Did you know that President Obama ordered to have a bust of Winston Churchill removed from the Oval Office? That piece of information – phrased in those inflammatory terms – was sent to me by a reader who has had nothing but disdain for this president since his election.
This reader, and many others like him, still believes Obama was born in Kenya or Malaysia or somewhere other than Hawaii, where his birth records show he was born. The reader also believes Obama is a Muslim, not a Christian as Obama clearly states he is in his autobiography, and that Obama is a socialist (or a communist, or maybe a fascist), notwithstanding his valiant efforts to save capitalist icons like General Motors and Bank of America.
This reader, who disparagingly refers to the president as obummer, is convinced the country is being controlled by a rabid anti-American radical who will do anything to destroy what the reader regards as America’s greatness.
Mr. Obama has now served one-third of his four-year term. His performance to this point in his presidency has featured the normal, albeit regrettable, learning curve that all new presidents go through (there is, after all, no real training ground for the position), and he has definitely had his share of missteps and miscalculations.
But is he really showing anything like a hidden plan to destroy the country? Is anything he has done or championed so far out of the mainstream of reasonable options then available to qualify as grossly incompetent, let alone treasonous?
I would submit that any objective review of the president’s first sixteen months in office would reveal him to be a moderately effective national leader. He isn’t going to go down, based on what we’ve seen so far, as one of the country’s greatest presidents, but he isn’t headed for the ignominious status of a Buchanan or a Harding either.
So why the hatred for this particular president? Is it all about the color of his skin? Or does it go deeper?
Some of it may be based on latent racism, but I believe most of it emanates from a sense of what America is supposed to be. This image goes back to the immediate aftermath of World War II, when the United States had established itself as the leading democracy in the world, a true super-power to combat the perceived evil intentions of the Soviet Union.
Coupled with that status (and the responsibility that went with it) was the country’s emergence as an economic powerhouse. The end of the war allowed the engines of the capitalist system (that had, ironically, been ignited by the non-capitalist war-time economy that eschewed personal wealth and corporate profits for a larger national goal) to fire on all cylinders. The result was a consumer-driven economy that produced abundance for all (at least when measured against the struggling economies of war-ravaged Europe and Asia).

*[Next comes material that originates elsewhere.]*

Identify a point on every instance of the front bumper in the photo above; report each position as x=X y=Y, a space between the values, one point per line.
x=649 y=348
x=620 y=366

The 1950s were a time to feel good about being an American, at least if you were a WASP (White Anglo-Saxon Protestant) or something close thereto (a second or third generation American with European roots would do).
Yes, it was that kind of country. Bigotry abounded, but it wasn’t an issue; it was just the way it was. Catholics and Jews weren’t allowed to join the country clubs or to ascend to top corporate positions. Blacks and Asians were treated even more shabbily. Hispanics were consigned to the “other side of the tracks,” as were Armenians (my people) and other ethnic minorities.
But, if you were part of the great majority of Americans, it was a good time to be an American. Everyone was making a good living, providing the newest gadgets (televisions, stereos, refrigerators) in the nicest new homes with the hope that things would only continue to get better.
And it was a bad time to be anti-American. Everyone was a patriot, because the country was fighting the great Cold War against communist imperialism. The pledge of allegiance was required of all students at the start of every school day, and it was even amended to include the phrase, “under God,” because surely everyone believed in God.
The economy hummed along without a whole lot of government interference. These were the days long before OSHA and environmental impact reports became de rigueur. Unions were largely ineffective, when they weren’t completely corrupt, and most corporate board rooms were controlled by profit-seeking men (women were nowhere to be seen) who cared first and foremost about the bottom line (employee benefits weren’t yet a significant cost factor).
The war-making machinery that had set the economy on track in the previous decade now turned into the “military-industrial complex,” as the retiring president dubbed it in 1960. It was the new engine for both economic expansion and the foreign policy that ultimately led to the disastrous war in Viet Nam. That war saw the first signs of disillusionment, and a period of significant “malaise” (so dubbed by a later president) followed.
Ronald Reagan’s election in 1980 was truly a retro event, because Reagan brought back that feel-good feeling of the 1950s. Patriotic fervor swept the land once again, and this time Catholics and Jews (and women) were mostly welcome to the dance (blacks, Asians and Hispanics, not so much).
Reagan ushered in a novel idea that was quickly embraced: taxes were anti-American. No one should have his or her hard-earned money taken for government programs that supported those who didn’t work.
That concept, based entirely on a faulty understanding of fiscal policy, quickly caught on and became the rallying cry for a neo-conservative movement that has spawned right-wing radio, Fox News and, most recently, the tea bagger movement.
Obama is none of that. He is trying to govern a wholly different country in a wholly different time. The America of the 1950s is long gone; ditto the one from the 1980s. Some folks don’t want to accept that fact. Obama does.
And that’s why he is hated by people who are shocked that he doesn’t want a bust of Winston Churchill in the Oval Office.